I am scraping some data using HtmlAgilityPack.
The HTML looks like this:
<div id="id-here">
<dl>
<dt> Field Name </dt>
<dd> Value for above field name </dd>
<dt> Field Name </dt>
<dd> Value for above field name </dd>
<dt> Field Name </dt>
<dd> Value for above field name </dd>
</dl>
</div>
Now the problem I have is that there is not always a set number of fields so I cant reliably access each of them like:
//*[@id="id-here"]/dl[1]/dd[1]
as dd[1] may be a name on one page and a telephone on another where the user failed to fill out a name so field is hidden.
so I grab all the DT and DD nodes like so:
//*[@id="id-here"]/dl[1]/dt | //*[@id="id-here"]/dl[1]/dd
Now I check each node to see if it matches field I want and take the NextSibling value like so:
foreach (HtmlNode node in details)
{
if (node.InnerText.Contains("Tel:")) telephone = node.NextSibling.InnerText;
if (node.InnerText.Contains("Email:")) email = node.NextSibling.InnerText;
}
This works fine for telephone but for some reason when the "Email:" node comes up, both NextSibling.InnerHTML
& NextSibling.InnerText
are blank although the next sibling definitely has the data. If I actually go to that node
in details
and look at it the InnerHTML
is the entire formatted link and the InnerText
is the email address.
Is the NextSibling.InnerText
not working because the A tag is making it a child or something? I have had a look in debugger and just cant find the information I need under NextSibling
.
I am sure answer is ridiculously simple, I just cant figure it out. Anyone put me out of my misery?

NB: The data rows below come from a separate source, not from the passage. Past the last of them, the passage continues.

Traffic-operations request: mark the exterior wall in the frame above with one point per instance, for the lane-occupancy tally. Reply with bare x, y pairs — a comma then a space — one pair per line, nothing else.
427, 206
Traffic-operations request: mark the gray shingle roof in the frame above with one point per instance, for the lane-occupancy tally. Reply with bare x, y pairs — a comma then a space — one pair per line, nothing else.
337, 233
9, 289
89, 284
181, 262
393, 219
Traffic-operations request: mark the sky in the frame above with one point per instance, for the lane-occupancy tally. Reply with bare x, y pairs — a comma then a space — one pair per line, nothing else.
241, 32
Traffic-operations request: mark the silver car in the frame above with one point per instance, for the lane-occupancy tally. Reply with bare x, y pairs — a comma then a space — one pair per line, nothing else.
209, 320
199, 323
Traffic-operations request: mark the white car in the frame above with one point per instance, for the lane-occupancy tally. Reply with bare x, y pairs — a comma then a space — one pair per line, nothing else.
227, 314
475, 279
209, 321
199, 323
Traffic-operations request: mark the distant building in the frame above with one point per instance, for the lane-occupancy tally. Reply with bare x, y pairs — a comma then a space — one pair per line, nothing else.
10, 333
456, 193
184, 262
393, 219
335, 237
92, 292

The reason this is happening is that if node
is a dt
element that is separated from its corresponding dd
element by some whitespace, then node.NextSibling
is an all-whitespace text node (the space between the </dt>
and the <dd>
). If you look at it in the debugger, you will see that node.NextSibling
's NodeType
is HtmlNodeType.Text
and not HtmlNodeType.Element
.
I suggest creating a convenience method to get the text of a dt
node's corresponding dd
:
internal static string GetMatchingDdValue(HtmlNode dtNode)
{
var found = dtNode.SelectSingleNode("following-sibling::*[1][self::dd]");
return found == null ? "" : found.InnerText;
}
Then you can use it like this:
if (node.InnerText.Contains("Tel:")) { telephone = GetMatchingDdValue(node); }
Here's a breakdown of the somewhat tricky XPath used in my method above:
(a) following-sibling::*
^ Select all elements that share the same parent as the current node and occur after it.
(b) following-sibling::*[1]
^ Select the first node in set (a) (if there are any)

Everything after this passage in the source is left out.